Yes, but it is better to use the `@view` macro when applying it locally, than to use `@views` and then awkwardly limiting its scope with `(@views A[i, j])`.

Is there a practical difference between `@view(A[i, j])` and `@views(A[i, j])`?

I don’t think so, it’s about being idiomatic, mostly.

1 Like

The quoted code calls `rand()` for each element. Generating random numbers takes a bit of effort and has specialized code for generating many numbers at once, hence:

``````rand(nrows, ncols)
``````

is significantly faster for larger matrices. In this case:

``````A = rand(n*m,n*m)
``````

would accomplish the operation of the whole loop.

2 Likes

In this specific case no, but for multi-argument macros, arguments need to be separated by comma instead of space

``````(@macroname arg1 arg2 arg3)
@macroname(arg1, arg2, arg3)
``````

Firstly, the actual `ker` does not return random numbers, so this is slightly beside the point. But, accepting `rand` for the sake of argument:

The above re-assigns the variable `A`, while the loop you quoted works in-place. Of course, you can write `A .= rand(n*m, n*m)`. So this is faster in terms of the `rand` part, but you need to allocate a temporary array, and then copy over the data. It’s not clear to me that this is always faster.

In terms of the sizes in question, `ker` returns a 5x5 matrix, so:

``````julia> @btime A[301:305, 301:305] .= rand(5, 5) setup=(A=rand(500,500));
145.933 ns (1 allocation: 256 bytes)

julia> @btime A[301:305, 301:305] .= rand.() setup=(A=rand(500,500));
41.616 ns (0 allocations: 0 bytes)
``````

Even for larger sizes, this holds up.

The comment was about the general performance different between generating many random values at once vs. one-by-one, which exists. The kernel would obviously not be random in applications.

Replaces the whole loop and the allocation of `A` with `zeros`. Therefore there is no need for `.=` syntax for in-place operation. The initial zero-filling is unnecessary as well in this case.

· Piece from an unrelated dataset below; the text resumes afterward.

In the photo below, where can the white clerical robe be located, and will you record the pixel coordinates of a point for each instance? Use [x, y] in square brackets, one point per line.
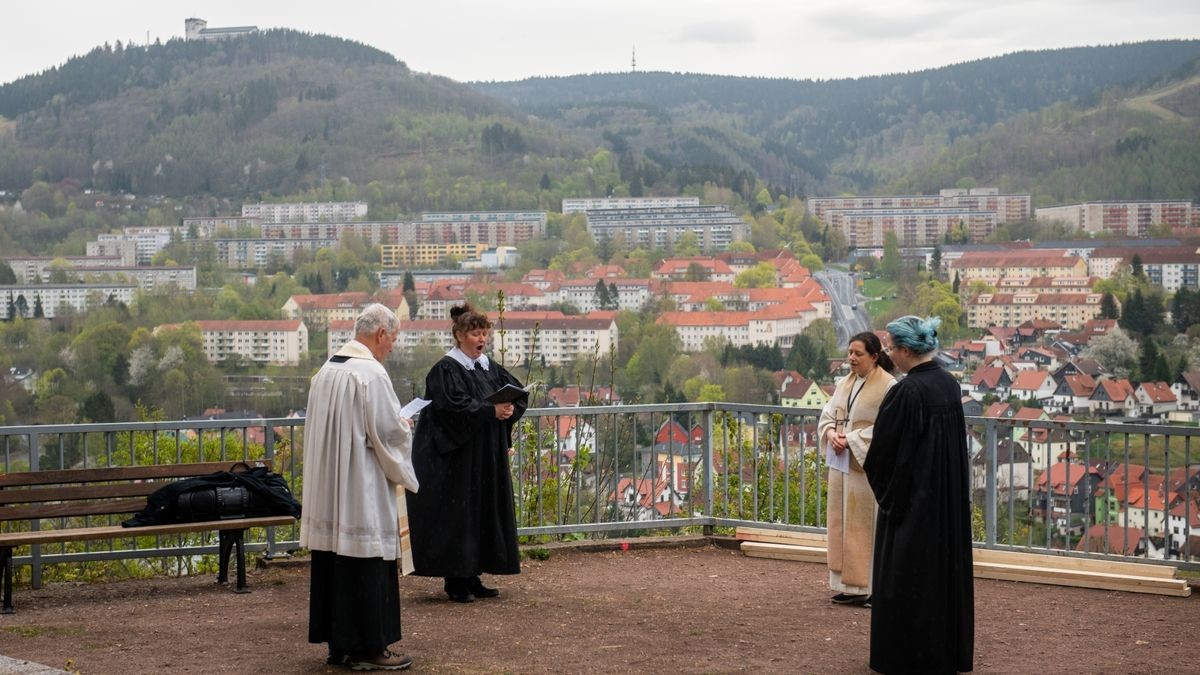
[358, 449]
[851, 502]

Finally, regarding the `5x5` size, the whole `A` is larger, and my comment specifically says it applies to larger matrices:

``````julia> function test()
A = Matrix{Float64}(undef, 100,100)
for i in 1:100
for j in 1:100
A[j,i] = rand()
end
end
A
end
test (generic function with 1 method)

julia> @btime test();
32.231 μs (2 allocations: 78.17 KiB)

julia> @btime rand(100,100);
11.287 μs (2 allocations: 78.17 KiB)
``````

this 3x difference is substantial (even though most of it is due to `@inbounds` missing - though still 50% difference with `@inbounds`).

Finally, this intuition regarding bunching of random generation for efficiency is useful to have. But it may not be pertinent to this case.